Templo Fuente De Vida Corp. v. Nat’l Union Fire Ins. Co., 224 N.J. 189 (2016). Insurance policies normally require insureds to provide timely notice of claims against them to their insurer. If timely notice is not given, the insurer may be able to deny coverage based on the insured’s breach of policy obligations.
In this case, which involved a “claims made” directors and officers insurance policy, the insured was required to give notice of a claim “as soon as practicable.” The insured did not do that, instead waiting six months, without explanation, to submit a notice of claim. The insured later settled with the plaintiffs and gave them an assignment of the insured’s rights against the insurer. Plaintiffs then sought to recover under the policy, but the defendant insurer denied coverage because its insured had not given timely notice of the claim.
Plaintiffs contended that in order to avoid coverage, the insurer had to show prejudice from the failure to give timely notice. The Law Division disagreed and entered summary judgment for defendant. The Appellate Division affirmed. The Supreme Court granted certification and, today, affirmed in an opinion by Justice Solomon. The Court applied the de novo standard of review that applies to rulings on summary judgment.
Justice Solomon began by reciting the familiar standards for review of interpretation and construction of insurance policies. If the policy language is clear, a court must apply that language rather than rewriting it.
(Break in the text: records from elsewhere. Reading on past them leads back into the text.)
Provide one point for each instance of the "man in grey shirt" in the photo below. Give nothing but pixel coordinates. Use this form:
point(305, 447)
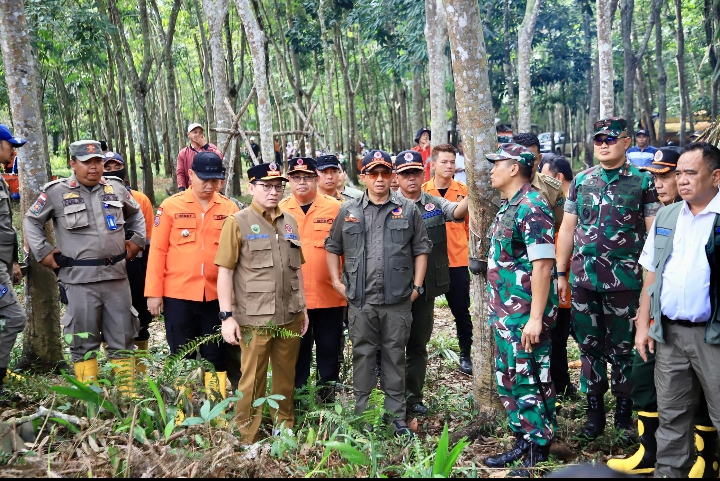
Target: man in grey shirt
point(385, 244)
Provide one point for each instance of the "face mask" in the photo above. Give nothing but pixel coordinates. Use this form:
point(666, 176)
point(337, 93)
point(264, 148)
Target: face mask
point(118, 173)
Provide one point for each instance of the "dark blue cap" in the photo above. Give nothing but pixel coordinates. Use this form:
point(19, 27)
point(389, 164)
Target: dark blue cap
point(6, 135)
point(208, 166)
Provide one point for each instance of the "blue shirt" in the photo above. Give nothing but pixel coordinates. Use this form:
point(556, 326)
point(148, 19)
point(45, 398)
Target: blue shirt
point(641, 158)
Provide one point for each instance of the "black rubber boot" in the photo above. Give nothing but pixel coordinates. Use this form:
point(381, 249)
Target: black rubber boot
point(595, 424)
point(518, 450)
point(643, 461)
point(536, 454)
point(706, 442)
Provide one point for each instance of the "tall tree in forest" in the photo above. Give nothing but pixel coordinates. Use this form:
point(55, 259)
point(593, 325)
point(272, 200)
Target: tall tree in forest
point(41, 347)
point(436, 37)
point(140, 82)
point(256, 41)
point(604, 27)
point(216, 11)
point(477, 123)
point(525, 35)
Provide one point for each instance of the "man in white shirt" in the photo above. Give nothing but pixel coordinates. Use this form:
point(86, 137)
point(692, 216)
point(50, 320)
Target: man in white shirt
point(682, 255)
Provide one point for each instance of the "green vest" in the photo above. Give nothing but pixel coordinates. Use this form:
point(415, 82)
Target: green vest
point(667, 220)
point(398, 261)
point(437, 277)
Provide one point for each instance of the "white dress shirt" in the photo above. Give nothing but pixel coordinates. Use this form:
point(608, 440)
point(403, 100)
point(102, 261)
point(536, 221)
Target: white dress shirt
point(685, 291)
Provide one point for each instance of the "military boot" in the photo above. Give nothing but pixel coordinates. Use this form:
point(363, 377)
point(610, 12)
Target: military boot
point(706, 442)
point(595, 424)
point(141, 354)
point(643, 461)
point(536, 454)
point(515, 453)
point(87, 371)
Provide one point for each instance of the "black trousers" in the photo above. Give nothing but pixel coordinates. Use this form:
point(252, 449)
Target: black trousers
point(325, 331)
point(558, 354)
point(458, 298)
point(137, 270)
point(188, 320)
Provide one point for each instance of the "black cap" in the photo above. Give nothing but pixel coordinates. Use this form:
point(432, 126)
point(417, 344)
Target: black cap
point(408, 160)
point(665, 160)
point(265, 172)
point(424, 129)
point(326, 161)
point(302, 164)
point(375, 158)
point(208, 166)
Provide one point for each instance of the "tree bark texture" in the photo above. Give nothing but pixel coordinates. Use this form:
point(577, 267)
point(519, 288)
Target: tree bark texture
point(436, 37)
point(256, 40)
point(477, 123)
point(524, 52)
point(604, 28)
point(41, 346)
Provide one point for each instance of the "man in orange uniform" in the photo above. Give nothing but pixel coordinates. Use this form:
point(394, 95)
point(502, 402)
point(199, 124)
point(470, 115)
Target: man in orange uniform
point(315, 213)
point(182, 275)
point(458, 297)
point(114, 166)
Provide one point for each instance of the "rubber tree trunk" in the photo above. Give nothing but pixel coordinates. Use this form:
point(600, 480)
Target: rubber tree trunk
point(604, 28)
point(216, 11)
point(256, 40)
point(41, 346)
point(524, 52)
point(436, 38)
point(477, 123)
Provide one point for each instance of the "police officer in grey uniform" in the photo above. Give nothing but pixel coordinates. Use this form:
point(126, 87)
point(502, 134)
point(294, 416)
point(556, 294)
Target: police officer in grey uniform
point(385, 245)
point(90, 214)
point(10, 309)
point(435, 211)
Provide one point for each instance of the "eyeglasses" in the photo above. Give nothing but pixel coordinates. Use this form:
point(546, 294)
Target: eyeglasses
point(269, 187)
point(375, 175)
point(301, 178)
point(607, 140)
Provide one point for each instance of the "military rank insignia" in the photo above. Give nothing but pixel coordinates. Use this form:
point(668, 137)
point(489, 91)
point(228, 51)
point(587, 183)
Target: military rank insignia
point(39, 204)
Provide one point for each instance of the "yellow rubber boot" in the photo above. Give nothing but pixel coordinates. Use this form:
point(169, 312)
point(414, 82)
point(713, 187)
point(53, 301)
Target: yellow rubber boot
point(141, 355)
point(643, 461)
point(124, 371)
point(87, 371)
point(706, 442)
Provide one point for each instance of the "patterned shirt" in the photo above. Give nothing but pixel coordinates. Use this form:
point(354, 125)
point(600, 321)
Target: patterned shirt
point(611, 206)
point(523, 231)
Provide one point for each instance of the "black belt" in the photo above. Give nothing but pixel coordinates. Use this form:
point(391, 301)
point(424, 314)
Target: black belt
point(64, 261)
point(682, 322)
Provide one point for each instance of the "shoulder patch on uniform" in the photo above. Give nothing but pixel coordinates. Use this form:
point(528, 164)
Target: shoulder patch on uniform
point(551, 181)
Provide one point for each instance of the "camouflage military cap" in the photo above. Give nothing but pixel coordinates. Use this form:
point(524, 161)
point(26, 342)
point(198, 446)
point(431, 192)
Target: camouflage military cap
point(515, 152)
point(613, 126)
point(85, 150)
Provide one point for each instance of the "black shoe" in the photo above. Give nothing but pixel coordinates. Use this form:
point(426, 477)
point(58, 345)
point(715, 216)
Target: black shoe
point(516, 452)
point(466, 365)
point(595, 424)
point(536, 454)
point(419, 409)
point(401, 429)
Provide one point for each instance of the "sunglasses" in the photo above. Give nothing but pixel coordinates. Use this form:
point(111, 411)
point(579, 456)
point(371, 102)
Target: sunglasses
point(375, 175)
point(607, 140)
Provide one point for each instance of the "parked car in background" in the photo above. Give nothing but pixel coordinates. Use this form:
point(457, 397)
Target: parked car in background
point(571, 149)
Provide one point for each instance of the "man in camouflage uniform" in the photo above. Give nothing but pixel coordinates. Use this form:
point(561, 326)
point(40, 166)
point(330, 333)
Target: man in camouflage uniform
point(609, 209)
point(523, 307)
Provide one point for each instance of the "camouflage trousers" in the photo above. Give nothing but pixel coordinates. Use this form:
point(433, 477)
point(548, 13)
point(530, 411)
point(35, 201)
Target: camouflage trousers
point(518, 390)
point(605, 331)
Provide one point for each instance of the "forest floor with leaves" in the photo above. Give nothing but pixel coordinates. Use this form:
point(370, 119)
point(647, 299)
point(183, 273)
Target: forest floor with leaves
point(81, 435)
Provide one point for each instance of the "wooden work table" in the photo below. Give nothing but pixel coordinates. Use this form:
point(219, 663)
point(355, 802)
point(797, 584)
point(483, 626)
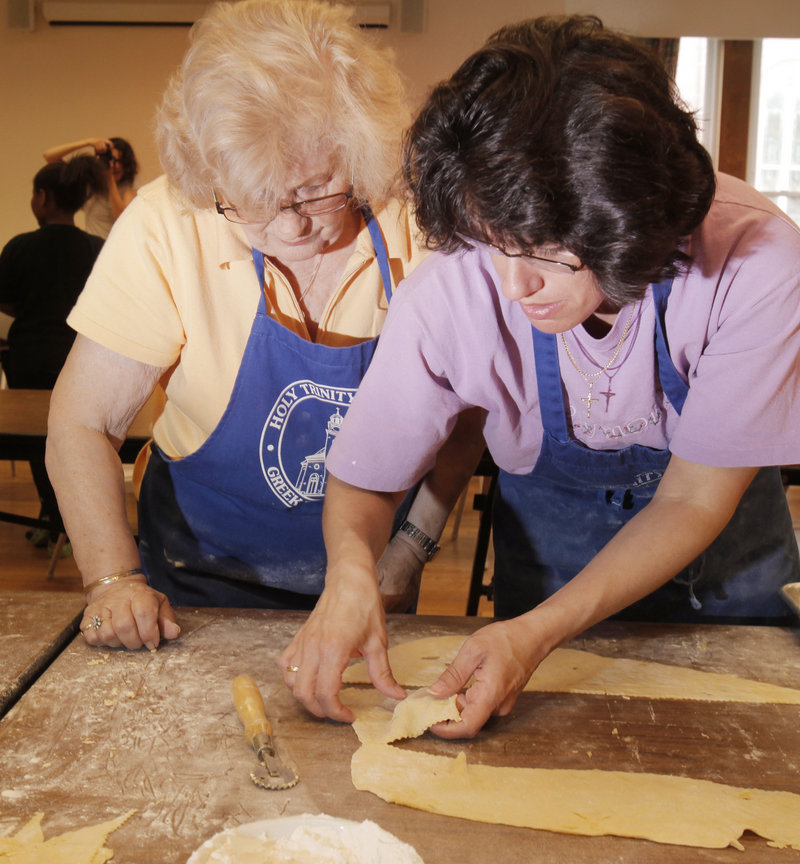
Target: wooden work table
point(34, 627)
point(105, 731)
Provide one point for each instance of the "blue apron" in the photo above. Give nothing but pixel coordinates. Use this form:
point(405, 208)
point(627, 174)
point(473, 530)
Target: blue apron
point(238, 522)
point(550, 523)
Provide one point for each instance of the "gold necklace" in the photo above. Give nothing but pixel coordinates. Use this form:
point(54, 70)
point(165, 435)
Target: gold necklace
point(591, 378)
point(311, 280)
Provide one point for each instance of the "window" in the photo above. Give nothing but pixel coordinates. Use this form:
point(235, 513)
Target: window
point(776, 170)
point(696, 77)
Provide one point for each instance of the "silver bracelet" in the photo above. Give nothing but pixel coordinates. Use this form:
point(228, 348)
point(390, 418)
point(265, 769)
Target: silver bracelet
point(113, 577)
point(428, 545)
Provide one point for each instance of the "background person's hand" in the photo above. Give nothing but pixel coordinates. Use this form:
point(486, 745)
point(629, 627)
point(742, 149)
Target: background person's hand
point(130, 614)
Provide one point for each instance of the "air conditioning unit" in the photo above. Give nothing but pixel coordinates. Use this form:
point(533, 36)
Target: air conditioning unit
point(157, 12)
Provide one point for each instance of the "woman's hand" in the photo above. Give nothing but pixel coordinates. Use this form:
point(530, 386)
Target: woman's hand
point(130, 614)
point(399, 575)
point(500, 658)
point(348, 621)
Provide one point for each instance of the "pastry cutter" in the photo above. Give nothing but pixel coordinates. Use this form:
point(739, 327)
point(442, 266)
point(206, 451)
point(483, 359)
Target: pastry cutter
point(272, 772)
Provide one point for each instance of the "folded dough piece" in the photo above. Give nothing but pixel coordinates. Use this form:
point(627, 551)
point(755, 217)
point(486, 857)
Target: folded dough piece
point(662, 808)
point(420, 662)
point(382, 720)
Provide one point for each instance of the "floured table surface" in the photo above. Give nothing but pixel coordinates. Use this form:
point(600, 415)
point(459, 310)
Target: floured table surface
point(104, 731)
point(34, 627)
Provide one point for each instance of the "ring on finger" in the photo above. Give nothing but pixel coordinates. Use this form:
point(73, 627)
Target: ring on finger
point(95, 623)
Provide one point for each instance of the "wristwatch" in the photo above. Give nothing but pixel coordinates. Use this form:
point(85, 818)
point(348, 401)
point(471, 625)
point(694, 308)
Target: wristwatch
point(429, 546)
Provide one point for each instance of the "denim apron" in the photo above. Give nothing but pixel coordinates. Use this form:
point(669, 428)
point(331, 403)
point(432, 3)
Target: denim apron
point(239, 521)
point(550, 523)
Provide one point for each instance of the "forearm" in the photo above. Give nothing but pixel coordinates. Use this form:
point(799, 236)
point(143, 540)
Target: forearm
point(88, 480)
point(96, 397)
point(356, 524)
point(60, 151)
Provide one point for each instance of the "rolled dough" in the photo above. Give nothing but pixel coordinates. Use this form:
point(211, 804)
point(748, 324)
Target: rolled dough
point(82, 846)
point(662, 808)
point(666, 809)
point(566, 670)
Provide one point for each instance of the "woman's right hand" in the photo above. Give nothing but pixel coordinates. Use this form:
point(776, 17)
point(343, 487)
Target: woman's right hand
point(130, 614)
point(348, 621)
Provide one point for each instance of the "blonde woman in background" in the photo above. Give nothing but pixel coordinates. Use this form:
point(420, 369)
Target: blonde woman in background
point(251, 281)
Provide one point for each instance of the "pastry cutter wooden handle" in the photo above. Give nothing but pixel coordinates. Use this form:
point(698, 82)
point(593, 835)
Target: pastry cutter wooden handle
point(272, 773)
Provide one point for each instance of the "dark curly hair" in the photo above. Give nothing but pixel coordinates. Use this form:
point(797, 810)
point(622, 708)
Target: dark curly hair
point(559, 131)
point(69, 184)
point(130, 167)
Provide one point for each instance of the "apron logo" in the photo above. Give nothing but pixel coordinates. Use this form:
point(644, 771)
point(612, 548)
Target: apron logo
point(297, 437)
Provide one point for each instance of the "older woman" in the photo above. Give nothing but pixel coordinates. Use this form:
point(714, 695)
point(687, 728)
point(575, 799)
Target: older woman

If there is ambiguity, however, the court can look to extrinsic evidence to aid in determining the meaning of that language.
Justice Solomon then addressed the rationale for notice provisions in “claims made” policies, distinguishing such policies from “occurrence” policies. “Claims made” policies tend to require insureds to provide notice “of a claim or potential claim ‘promptly’ or the like.” Such notice provisions aim to “maximiz[e] the insurer’s opportunity to investigate, set reserves, and control or participate in negotiations with the third party asserting the claim against the insured,” as well as to “mark the point at which liability for the claim passes to an ensuing policy, frequently issued by a different insurer.” The “event that invokes coverage” under a “claims made” policy is the notice of claim.
In the different context of “occurrence” policies, the Supreme Court ruled in Cooper v. Government Employees Ins. Co., 51 N.J. 86 b(1968), that an insurer must show “appreciable prejudice” from untimely notice of claim in order to disclaim coverage. But in two subsequent cases, Zuckerman v. Nati’l Union Fire Ins. Co., 100 N.J. 304 (1985), and Werner Indus., Inc. v. First State Ins. Co., 112 N.J. 30 (1988), the Court declined to extend Cooper to “claims made” policies.
Justice Solomon first agreed with the lower courts that the unexplained six-month delay meant that the notice of claim here was not given “as soon as practicable.” He emphasized that this was a decision on these undisputed facts, not a “bright line” for timely compliance.
Turning to the question of the need for prejudice, Justice Solomon observed that “the vast majority” of “occurrence” policies involve “unsophisticated consumer[s] unaware of all the policy’s requirements.” In contrast, “claims made” policies involve “particularly knowledgeable insureds, … [who] are much better able to deal with the insurers on an equal footing.” The insured here was such a sophisticated party. For that reasons, Justice Solomon said, the Court “need not make a sweeping statement about the strictness of enforcing the ‘as soon as practicable’ notice requirement in ‘claims made’ policies generally.” Instead, the Court simply enforced the plain language of this policy, made between two sophisticated parties.
Plaintiffs had cited cases from other jurisdictions that had reached a different conclusion. Justice Solomon recognized those cases, but stated that “our jurisprudence has never afforded a sophisticated insured the right to deviate from the clear terms of a ‘claims made’ policy.” Accordingly, plaintiffs’ claim here, based on the inaction of the sophisticated insured, failed.
The Court left open how late notice under “claims made” policies covering unsophisticated insureds will be treated. That is likely to entail a fact-intensive, case by case analysis.